For “gluing,” does the formal definition always stay within our intuitive understanding of the concept? Are there any cases of gluing that follow mathematically, but don’t seem like “gluing” from an intuitive standpoint?

I ask because I want to make sure I fully understand the definition.

Mark C. Chu-CarrollOff the top of my head, they do mostly seem like gluing. There are two catches:

1) The intuitive idea of glue is really based on metric properties of the manifold – but not all manifolds are metric.

2) A lot of our intuitions about gluing are based on two and three dimensional constructs – but the topological spaces being glued can end up with many more dimensions.

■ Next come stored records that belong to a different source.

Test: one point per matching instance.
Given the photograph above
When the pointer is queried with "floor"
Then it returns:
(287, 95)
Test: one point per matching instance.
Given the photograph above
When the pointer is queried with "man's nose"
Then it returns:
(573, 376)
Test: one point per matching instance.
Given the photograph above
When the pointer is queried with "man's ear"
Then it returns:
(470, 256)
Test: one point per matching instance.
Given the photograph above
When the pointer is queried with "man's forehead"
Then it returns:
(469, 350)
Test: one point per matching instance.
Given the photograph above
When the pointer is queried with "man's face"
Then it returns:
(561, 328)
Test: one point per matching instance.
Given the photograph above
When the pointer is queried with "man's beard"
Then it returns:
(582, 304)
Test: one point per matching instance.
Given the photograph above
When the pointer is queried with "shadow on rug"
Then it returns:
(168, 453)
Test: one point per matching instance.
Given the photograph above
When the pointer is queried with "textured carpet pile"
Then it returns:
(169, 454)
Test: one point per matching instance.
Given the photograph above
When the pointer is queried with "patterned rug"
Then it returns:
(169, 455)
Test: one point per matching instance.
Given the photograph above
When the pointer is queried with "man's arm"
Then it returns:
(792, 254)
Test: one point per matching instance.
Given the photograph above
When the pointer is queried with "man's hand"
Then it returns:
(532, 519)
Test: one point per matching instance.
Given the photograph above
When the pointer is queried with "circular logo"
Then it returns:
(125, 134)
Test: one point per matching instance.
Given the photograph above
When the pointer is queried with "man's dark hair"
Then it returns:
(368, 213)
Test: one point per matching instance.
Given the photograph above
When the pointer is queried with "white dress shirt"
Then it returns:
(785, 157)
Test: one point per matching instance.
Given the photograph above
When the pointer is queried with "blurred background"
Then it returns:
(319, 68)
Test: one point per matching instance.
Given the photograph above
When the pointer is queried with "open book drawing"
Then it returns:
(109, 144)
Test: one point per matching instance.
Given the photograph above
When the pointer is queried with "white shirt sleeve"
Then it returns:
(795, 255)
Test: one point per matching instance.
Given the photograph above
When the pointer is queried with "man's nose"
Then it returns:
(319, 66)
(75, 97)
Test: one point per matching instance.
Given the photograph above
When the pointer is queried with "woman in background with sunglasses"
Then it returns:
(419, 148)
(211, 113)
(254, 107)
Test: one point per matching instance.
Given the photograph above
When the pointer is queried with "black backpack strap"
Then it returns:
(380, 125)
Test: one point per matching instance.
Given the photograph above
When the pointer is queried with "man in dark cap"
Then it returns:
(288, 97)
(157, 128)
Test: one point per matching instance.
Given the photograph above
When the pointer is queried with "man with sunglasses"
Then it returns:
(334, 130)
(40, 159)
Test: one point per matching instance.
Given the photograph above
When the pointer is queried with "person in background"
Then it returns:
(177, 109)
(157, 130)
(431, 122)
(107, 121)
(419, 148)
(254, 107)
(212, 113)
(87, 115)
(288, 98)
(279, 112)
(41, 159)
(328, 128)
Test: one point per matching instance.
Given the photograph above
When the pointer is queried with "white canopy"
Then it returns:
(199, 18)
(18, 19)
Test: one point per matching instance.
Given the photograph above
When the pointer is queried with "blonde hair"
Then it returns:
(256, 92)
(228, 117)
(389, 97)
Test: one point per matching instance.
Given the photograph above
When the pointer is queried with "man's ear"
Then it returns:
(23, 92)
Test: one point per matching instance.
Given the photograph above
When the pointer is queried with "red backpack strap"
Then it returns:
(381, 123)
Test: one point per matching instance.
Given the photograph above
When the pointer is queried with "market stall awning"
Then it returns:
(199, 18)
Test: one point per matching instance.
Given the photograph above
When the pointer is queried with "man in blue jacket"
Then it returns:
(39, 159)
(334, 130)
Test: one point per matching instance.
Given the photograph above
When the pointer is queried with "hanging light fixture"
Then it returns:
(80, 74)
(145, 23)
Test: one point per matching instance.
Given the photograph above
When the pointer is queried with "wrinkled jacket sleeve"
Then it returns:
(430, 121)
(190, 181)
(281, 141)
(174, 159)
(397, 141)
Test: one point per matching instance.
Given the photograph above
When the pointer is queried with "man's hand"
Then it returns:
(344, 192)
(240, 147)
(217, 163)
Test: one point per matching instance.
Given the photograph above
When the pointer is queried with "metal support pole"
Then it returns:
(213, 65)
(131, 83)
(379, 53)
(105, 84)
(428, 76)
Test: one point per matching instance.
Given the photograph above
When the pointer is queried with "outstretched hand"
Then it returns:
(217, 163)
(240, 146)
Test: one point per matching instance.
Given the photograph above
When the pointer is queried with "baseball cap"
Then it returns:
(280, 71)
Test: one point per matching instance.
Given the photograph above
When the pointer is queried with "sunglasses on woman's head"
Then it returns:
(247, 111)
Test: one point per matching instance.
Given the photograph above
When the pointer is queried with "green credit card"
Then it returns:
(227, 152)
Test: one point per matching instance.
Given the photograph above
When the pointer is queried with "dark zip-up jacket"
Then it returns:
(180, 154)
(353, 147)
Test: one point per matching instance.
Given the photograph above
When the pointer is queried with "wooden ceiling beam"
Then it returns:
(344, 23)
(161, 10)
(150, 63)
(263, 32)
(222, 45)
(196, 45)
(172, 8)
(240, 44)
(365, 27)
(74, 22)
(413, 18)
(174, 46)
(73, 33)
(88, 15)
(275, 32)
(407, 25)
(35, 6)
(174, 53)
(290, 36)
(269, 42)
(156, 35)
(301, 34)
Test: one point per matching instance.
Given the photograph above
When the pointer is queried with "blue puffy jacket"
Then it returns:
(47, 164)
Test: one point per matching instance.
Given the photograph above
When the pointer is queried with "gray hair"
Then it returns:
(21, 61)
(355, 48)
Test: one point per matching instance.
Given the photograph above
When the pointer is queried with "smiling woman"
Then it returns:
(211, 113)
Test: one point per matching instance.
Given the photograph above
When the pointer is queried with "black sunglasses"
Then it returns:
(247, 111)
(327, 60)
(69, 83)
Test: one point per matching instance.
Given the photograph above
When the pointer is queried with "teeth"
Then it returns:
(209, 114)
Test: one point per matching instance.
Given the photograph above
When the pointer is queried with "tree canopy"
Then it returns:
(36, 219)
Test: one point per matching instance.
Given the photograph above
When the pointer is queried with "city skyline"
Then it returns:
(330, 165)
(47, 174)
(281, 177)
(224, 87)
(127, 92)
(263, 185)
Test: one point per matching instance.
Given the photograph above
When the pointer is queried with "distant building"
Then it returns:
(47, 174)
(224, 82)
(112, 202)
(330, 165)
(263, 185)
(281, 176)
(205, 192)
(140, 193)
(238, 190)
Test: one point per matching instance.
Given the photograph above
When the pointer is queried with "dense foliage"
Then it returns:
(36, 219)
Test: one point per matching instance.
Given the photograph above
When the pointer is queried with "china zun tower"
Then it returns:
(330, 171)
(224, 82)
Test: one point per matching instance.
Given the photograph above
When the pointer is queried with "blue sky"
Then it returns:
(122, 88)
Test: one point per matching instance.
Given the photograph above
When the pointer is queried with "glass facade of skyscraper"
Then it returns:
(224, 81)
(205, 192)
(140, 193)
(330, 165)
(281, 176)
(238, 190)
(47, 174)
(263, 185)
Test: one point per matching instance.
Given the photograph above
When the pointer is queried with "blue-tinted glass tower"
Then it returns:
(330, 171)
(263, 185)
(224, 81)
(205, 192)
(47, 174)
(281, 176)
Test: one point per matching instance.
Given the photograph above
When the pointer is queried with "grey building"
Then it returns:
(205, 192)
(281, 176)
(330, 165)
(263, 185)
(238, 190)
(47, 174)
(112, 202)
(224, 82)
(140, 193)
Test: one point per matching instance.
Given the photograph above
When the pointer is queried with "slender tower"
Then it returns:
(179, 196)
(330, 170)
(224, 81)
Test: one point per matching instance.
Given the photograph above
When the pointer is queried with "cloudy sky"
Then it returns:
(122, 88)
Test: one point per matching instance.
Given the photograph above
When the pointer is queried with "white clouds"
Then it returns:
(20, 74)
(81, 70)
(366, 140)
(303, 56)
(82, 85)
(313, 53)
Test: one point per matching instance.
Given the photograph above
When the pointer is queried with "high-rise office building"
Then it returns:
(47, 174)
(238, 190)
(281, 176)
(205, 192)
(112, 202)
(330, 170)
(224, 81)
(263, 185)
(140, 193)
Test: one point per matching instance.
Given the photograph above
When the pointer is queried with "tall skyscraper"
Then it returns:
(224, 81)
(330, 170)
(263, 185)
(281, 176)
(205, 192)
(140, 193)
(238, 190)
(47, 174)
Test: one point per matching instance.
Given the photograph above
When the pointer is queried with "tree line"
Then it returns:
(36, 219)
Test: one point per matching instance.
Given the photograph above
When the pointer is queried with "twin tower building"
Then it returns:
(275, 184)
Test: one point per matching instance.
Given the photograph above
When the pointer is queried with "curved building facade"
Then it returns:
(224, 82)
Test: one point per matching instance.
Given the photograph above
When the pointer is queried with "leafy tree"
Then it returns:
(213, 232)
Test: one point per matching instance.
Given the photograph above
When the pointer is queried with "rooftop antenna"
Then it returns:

John ArmstrongThere’s a big problem with this definition, in that properly the gluing should occur on an

overlapof the patches. Also, what you’ve called the “transition map” is really the inverse of the coordinate map for the patch. The transition map goes from part of one coordinate patch to another.Say we take the same two disks, but stretch them a little past the equator. Then the coordinate maps send a point on the sphere in the image of one disk to the corresponding point in that disk, and a point in the image of the other disk into the corresponding point in

thatdisk. The transition map sends an annulus at the edge of one disk onto an annulus at the edge of the other.The whole point of the transition map is that each disk is a part of a real plane, and so each has a notion of which functions on it are differentiable. A function defined in one coordinate patch on the sphere can be called differentiable if it’s differentiable as a function of the coordinates of the patch. If the transition function from a part of one patch to a part of the other is

itselfdifferentiable, then it doesn’t matter which patch we use to determine if a function is differentiable at a point — it’s either differentiable in all coordinate patches containing that point or it’s differentiable in none of them. And to determine if the transition function transforming one coordinate patch to another is differentiable it needs to be defined on an open set on the manifold. The overlap cannot be just a line like you indicate.Chad Groft@John:

What you’re saying is true in general, but it’s okay to glue two manifolds-with-boundary together along a common boundary, as long as you’re careful. Each boundary point has a neighborhood which looks like the closed half-space, and the glued result looks like R^n.

@everybody:

That said, the treatments I’ve seen give either two or 2(n+1) charts for the n-sphere, all with open overlaps, as John said. Also it’s often better to have open overlaps for technical reasons, like imposing a metric, or looking at changes of variables.

Chris GrantYour discussion would probably be clearer if you didn’t use “circle” to mean both “circle” and “disk”, and if you didn’t use “sphere” to mean both “sphere” and “ball”.